Meghan, through her lawyers, has strongly and repeatedly denied the claims and suggested they were part of a concerted campaign to smear her.

But, four years after Buckingham Palace carried out an investigation into the claims, the results of the probe have never been made public. The accusations remain a matter of public record. Other former employees – who refer to themselves half-jokingly as the ‘Sussex Survivors Club’ – have spoken of having PTSD after working for the couple. Others I know say they feel professionally and personally broken.

One former insider I spoke to recently always thought fondly of Harry, but even they have noted how – in the late Queen Elizabeth’s words – some of his ‘recollections may vary’.
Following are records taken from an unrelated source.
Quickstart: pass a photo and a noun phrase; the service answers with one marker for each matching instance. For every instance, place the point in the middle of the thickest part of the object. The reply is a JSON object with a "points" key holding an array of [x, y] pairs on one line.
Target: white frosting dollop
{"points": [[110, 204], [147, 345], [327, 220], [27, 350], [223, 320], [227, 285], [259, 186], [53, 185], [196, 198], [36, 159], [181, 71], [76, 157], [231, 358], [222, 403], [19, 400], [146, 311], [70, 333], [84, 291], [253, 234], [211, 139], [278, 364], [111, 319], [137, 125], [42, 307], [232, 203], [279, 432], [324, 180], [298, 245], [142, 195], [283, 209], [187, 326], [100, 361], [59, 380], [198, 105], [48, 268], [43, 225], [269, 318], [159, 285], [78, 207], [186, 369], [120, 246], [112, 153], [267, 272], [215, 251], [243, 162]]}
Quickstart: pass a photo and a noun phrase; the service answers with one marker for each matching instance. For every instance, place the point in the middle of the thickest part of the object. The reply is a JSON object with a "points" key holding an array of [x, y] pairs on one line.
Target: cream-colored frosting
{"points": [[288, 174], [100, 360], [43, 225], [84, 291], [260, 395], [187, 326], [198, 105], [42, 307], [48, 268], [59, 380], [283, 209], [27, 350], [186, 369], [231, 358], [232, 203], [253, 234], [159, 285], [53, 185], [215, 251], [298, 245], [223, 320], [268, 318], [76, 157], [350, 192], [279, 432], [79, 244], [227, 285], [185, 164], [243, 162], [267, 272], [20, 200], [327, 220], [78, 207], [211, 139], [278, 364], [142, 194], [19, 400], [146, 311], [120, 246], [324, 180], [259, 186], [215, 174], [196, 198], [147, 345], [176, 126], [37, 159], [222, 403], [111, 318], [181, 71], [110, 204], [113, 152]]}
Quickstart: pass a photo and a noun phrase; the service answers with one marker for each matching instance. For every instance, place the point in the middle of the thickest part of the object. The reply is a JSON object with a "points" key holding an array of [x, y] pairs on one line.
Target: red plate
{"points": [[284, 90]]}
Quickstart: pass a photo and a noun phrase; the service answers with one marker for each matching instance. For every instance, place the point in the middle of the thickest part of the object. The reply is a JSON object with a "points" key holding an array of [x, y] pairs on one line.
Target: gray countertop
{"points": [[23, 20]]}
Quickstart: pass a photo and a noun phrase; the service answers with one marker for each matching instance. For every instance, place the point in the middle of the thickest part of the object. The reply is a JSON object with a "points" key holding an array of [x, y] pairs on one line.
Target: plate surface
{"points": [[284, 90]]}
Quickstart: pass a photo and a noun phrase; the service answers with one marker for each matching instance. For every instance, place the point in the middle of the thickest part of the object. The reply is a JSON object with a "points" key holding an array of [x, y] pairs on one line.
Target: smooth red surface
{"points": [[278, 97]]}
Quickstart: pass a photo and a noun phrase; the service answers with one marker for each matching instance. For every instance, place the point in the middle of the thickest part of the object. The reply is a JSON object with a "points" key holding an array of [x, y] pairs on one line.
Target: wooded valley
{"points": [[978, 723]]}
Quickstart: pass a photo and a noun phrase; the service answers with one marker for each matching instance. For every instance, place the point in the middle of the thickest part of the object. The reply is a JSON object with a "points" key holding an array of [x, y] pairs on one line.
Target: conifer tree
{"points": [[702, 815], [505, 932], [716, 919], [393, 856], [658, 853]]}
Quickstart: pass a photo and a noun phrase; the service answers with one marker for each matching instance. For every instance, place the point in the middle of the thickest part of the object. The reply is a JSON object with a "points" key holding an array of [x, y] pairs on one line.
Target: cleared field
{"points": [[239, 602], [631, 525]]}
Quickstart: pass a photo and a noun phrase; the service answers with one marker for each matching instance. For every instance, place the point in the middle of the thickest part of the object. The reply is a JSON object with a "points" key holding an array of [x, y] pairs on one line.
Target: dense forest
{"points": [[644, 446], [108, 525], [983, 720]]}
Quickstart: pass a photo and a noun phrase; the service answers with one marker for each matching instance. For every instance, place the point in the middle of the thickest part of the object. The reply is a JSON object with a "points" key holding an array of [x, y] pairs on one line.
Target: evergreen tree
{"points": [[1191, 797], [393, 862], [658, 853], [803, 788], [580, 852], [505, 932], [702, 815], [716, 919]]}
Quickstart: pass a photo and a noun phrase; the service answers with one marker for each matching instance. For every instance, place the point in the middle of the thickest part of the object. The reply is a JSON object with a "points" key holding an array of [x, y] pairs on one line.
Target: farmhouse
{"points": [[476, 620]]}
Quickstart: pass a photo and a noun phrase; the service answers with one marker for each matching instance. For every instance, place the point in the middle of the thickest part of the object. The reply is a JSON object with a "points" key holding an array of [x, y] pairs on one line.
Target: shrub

Speaking of the duke’s vitriolic 2023 memoir Spare, the source said: ‘I’ve always felt a little sympathetic. But that book was a work of complete revisionism. I was constantly thinking: ‘Hold on, Harry, it didn’t happen like that!’

Meghan's most recent sly exchange is eerily reminiscent of the duchess' infamous interview with Oprah Winfrey in 2021

While this particular friend of mine didn’t have dealings with Meghan, many who did have told me remarkably similar stories.

And some have strongly expressed their frustration at not being able to right the many wrongs they believe were committed during the couple’s brief time as working royals.

The reasons as to why they can’t are complex. Of course there are non-disclosure agreements that legally prevent them from speaking publicly about their experiences working for the royals, for good or bad.

These legal agreements are not uncommon in large firms and there is no suggestion that they are being applied unfairly in the Sussexes’ case.

But it’s important to stress for others there is a strong sense of loyalty to the Royal Family, and what I can only describe as a feeling of personal dignity and integrity, meaning they subscribe to the late Queen’s motto: ‘Never complain, never explain.’

All qualities the Sussexes, who appear to have capitalised on taking down their nearest and not-so-dearest, seem to have spectacularly failed to comprehend.

Many royal insiders cannot fathom why Meghan continues to worry away at this running sore, despite claiming that she is now in her ‘chapter of joy’ and is finally able to be her ‘authentic’ self – hence why she posted the bizarre video of herself ‘twerking’ before the birth of her daughter Lilibet.

They add that Meghan might do well to remember that, if she digs too deep into her royal experience, she might not like what comes to the surface.

‘There’s their truth. And then there’s the truth,’ a royal insider once told me. And I’m not sure it’s the kind of ‘truth’ that Meghan Sussex (as she prefers to be known) has alluded to in her latest publicity blitz.